Hatchell remembers Smith giving her advice on how to recruit. The statistics, the numbers — they didn’t mean much to Smith.

“He always told me, ‘Sylvia, I recruit with one thing,’” she said, pointing to her eyeballs. “I’ve never forgotten that.”

Perhaps nobody stole more from Smith than current men’s basketball coach Roy Williams. Williams said his coaching style is 1 percent him and 99 percent of the people who have influenced him. Smith is chief among them.

“Everything I do every day is patterned after Coach Smith,” Williams said.

But more than tactics and objectives, Smith set a precedent of respect and fairness.

“The culture of athletics at UNC that lives on to this day is a Dean Smith culture,” Dorrance said. “It’s a culture of all the teams as families, and his respect for every aspect of developing character in his athletes.”
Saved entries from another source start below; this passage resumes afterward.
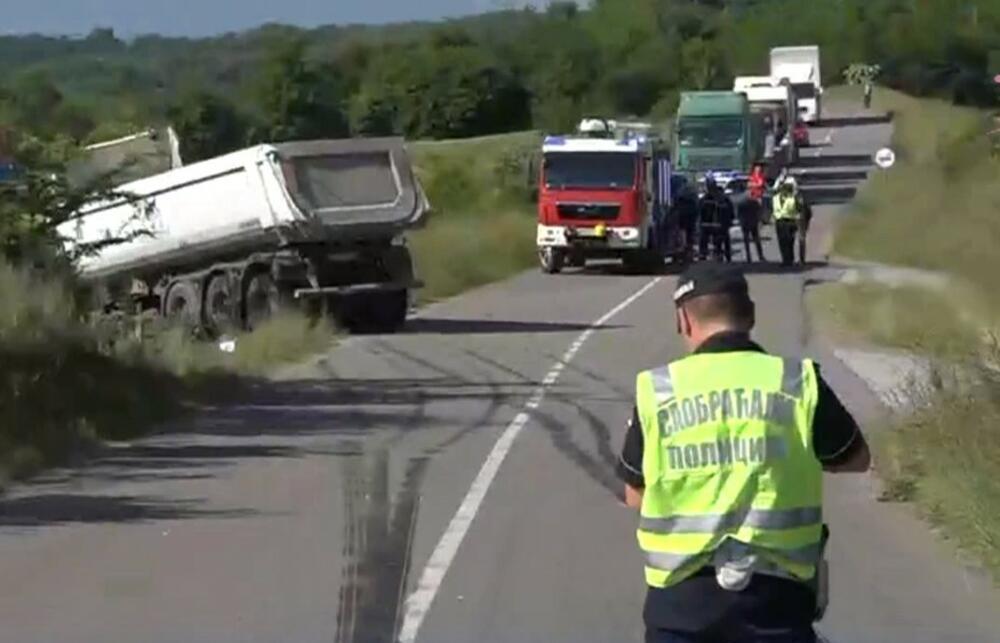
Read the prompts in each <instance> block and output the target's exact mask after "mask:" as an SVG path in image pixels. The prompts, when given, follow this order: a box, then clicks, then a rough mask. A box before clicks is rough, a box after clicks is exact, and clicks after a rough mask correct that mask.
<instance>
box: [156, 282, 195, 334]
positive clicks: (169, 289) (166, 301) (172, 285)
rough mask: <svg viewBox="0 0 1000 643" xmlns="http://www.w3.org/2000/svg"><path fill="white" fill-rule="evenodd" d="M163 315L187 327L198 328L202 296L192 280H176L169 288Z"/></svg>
mask: <svg viewBox="0 0 1000 643" xmlns="http://www.w3.org/2000/svg"><path fill="white" fill-rule="evenodd" d="M163 316H164V317H166V318H167V319H169V320H170V321H172V322H175V323H179V324H182V325H183V326H185V327H187V328H196V327H197V326H198V325H199V320H200V319H201V298H200V297H198V289H197V288H196V287H195V285H194V283H192V282H190V281H175V282H173V283H172V284H170V286H169V287H168V288H167V296H166V297H165V298H164V300H163Z"/></svg>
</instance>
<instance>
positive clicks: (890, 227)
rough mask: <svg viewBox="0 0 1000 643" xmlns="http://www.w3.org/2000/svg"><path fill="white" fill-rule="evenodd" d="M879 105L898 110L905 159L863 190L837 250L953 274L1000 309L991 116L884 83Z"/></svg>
mask: <svg viewBox="0 0 1000 643" xmlns="http://www.w3.org/2000/svg"><path fill="white" fill-rule="evenodd" d="M874 106H875V108H876V109H878V110H888V109H891V110H893V111H894V112H895V114H896V119H895V130H894V135H893V143H892V145H893V147H894V149H895V150H896V151H897V159H898V162H897V164H896V165H895V166H894V167H893V168H892V169H890V170H889V171H887V172H878V173H877V174H876V175H875V176H873V177H872V179H871V180H870V181H869V183H868V184H867V186H866V187H865V188H864V189H863V190H862V191H861V193H860V194H859V197H858V199H857V200H856V202H855V204H854V206H853V210H852V215H853V216H850V217H846V218H845V220H844V223H843V224H842V225H841V226H840V228H839V229H838V231H837V237H836V241H835V244H834V250H835V252H836V253H837V254H839V255H842V256H848V257H856V258H862V259H871V260H875V261H880V262H884V263H890V264H897V265H907V266H916V267H921V268H927V269H931V270H937V271H942V272H946V273H949V274H951V275H954V276H955V277H956V278H957V279H959V280H962V281H967V282H970V283H971V284H973V285H974V286H975V287H977V288H979V289H980V291H981V293H982V296H983V297H986V298H987V299H989V300H990V302H991V304H993V305H994V306H995V307H996V308H998V309H1000V289H998V288H996V287H995V277H994V275H996V274H998V273H1000V252H997V244H998V242H1000V216H997V212H998V211H1000V164H998V163H996V162H994V161H992V160H991V158H990V143H989V140H988V137H987V135H986V131H987V129H988V125H987V122H988V118H987V115H986V114H985V113H984V112H981V111H977V110H973V109H966V108H960V107H955V106H953V105H950V104H948V103H945V102H942V101H938V100H922V99H915V98H912V97H909V96H905V95H903V94H899V93H896V92H891V91H888V90H882V89H880V90H878V91H877V92H876V94H875V97H874Z"/></svg>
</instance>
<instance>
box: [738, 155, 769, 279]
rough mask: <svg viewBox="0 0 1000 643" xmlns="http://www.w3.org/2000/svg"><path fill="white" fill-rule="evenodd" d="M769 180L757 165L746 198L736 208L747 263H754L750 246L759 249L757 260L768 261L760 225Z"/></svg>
mask: <svg viewBox="0 0 1000 643" xmlns="http://www.w3.org/2000/svg"><path fill="white" fill-rule="evenodd" d="M766 185H767V179H766V178H765V177H764V169H763V168H762V167H761V166H759V165H755V166H754V168H753V171H752V172H751V173H750V178H749V180H748V183H747V194H746V198H745V199H742V200H741V201H740V203H739V206H738V207H737V208H736V214H737V217H738V218H739V220H740V229H741V230H742V232H743V248H744V250H745V251H746V255H745V258H746V262H747V263H752V262H753V254H752V253H751V251H750V244H751V242H752V243H753V245H754V247H756V248H757V259H758V260H759V261H767V259H765V258H764V246H763V244H762V243H761V240H760V224H761V219H762V216H763V212H764V204H763V200H764V188H765V186H766Z"/></svg>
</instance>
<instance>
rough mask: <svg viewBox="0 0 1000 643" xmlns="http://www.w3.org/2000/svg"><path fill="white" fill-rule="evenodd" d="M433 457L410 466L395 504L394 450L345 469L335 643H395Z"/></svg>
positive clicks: (350, 461) (359, 460)
mask: <svg viewBox="0 0 1000 643" xmlns="http://www.w3.org/2000/svg"><path fill="white" fill-rule="evenodd" d="M427 462H428V460H427V458H416V459H413V460H410V461H409V462H408V463H407V466H406V471H405V473H404V475H403V483H402V489H400V491H399V492H398V493H397V494H396V498H395V502H392V501H391V499H390V493H389V451H388V450H387V449H381V450H380V451H378V452H377V453H376V454H374V457H373V458H367V457H365V456H359V457H356V458H352V459H351V461H350V462H349V463H347V464H346V465H345V467H344V471H345V475H344V478H345V479H344V487H343V492H344V505H345V510H346V513H347V520H346V521H345V526H344V531H345V533H344V560H345V567H344V572H343V575H344V582H343V584H342V585H341V590H340V596H339V601H338V606H337V634H336V637H335V638H334V642H335V643H368V642H371V643H375V642H384V641H391V640H392V637H393V635H394V634H395V629H396V625H397V623H398V621H399V607H400V605H401V603H402V598H403V592H404V591H405V589H406V579H407V576H408V574H409V569H410V549H411V544H412V543H411V541H412V536H413V528H414V525H415V524H416V516H417V509H418V502H419V495H418V493H417V489H419V487H420V482H421V480H422V479H423V476H424V472H425V471H426V469H427Z"/></svg>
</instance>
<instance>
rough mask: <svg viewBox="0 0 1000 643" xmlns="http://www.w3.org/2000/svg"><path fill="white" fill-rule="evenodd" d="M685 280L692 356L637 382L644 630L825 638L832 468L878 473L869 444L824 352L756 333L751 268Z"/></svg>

In a day and age where coaches are the highest-paid state employees and 24-hour news cycles turn coaches into gods, Smith was impervious to outside influences.

“Unlike so many famous coaches who put themselves in positions above chancellors and presidents, he was always especially humble,” Dorrance said.

Fencing coach Ron Miller said he drew from Smith’s respect for his players and involvement with his team.

To him, Smith was the gold standard.

“If you had an example of a person that was the ideal coach, the person involved with the game, with his players ...” Miller said. “He’s the kind of person that every coach should want to be.”

‘A part of us’

“On campus, there was just this presence — this spirit — with him here. He created it. He demanded it.”

Hatchell said in Smith’s 36 years at North Carolina, there was always something special about the University with him around. An exuberance. A passion.

Miller still remembers his final Smith story.

He saw the coach at a departmental meeting, shortly before Smith died. Miller walked over to say hello and shake his hand, knowing he wouldn’t remember him.

Smith didn’t ask how the fencing team was doing or bring up memories of sharing Carmichael Arena together. Instead, he just nodded and smiled.

Miller said he knew the bond was still strong.

“He is still a part of us,” Miller said, holding back tears. “And hopefully, until he died, we were a part of him.”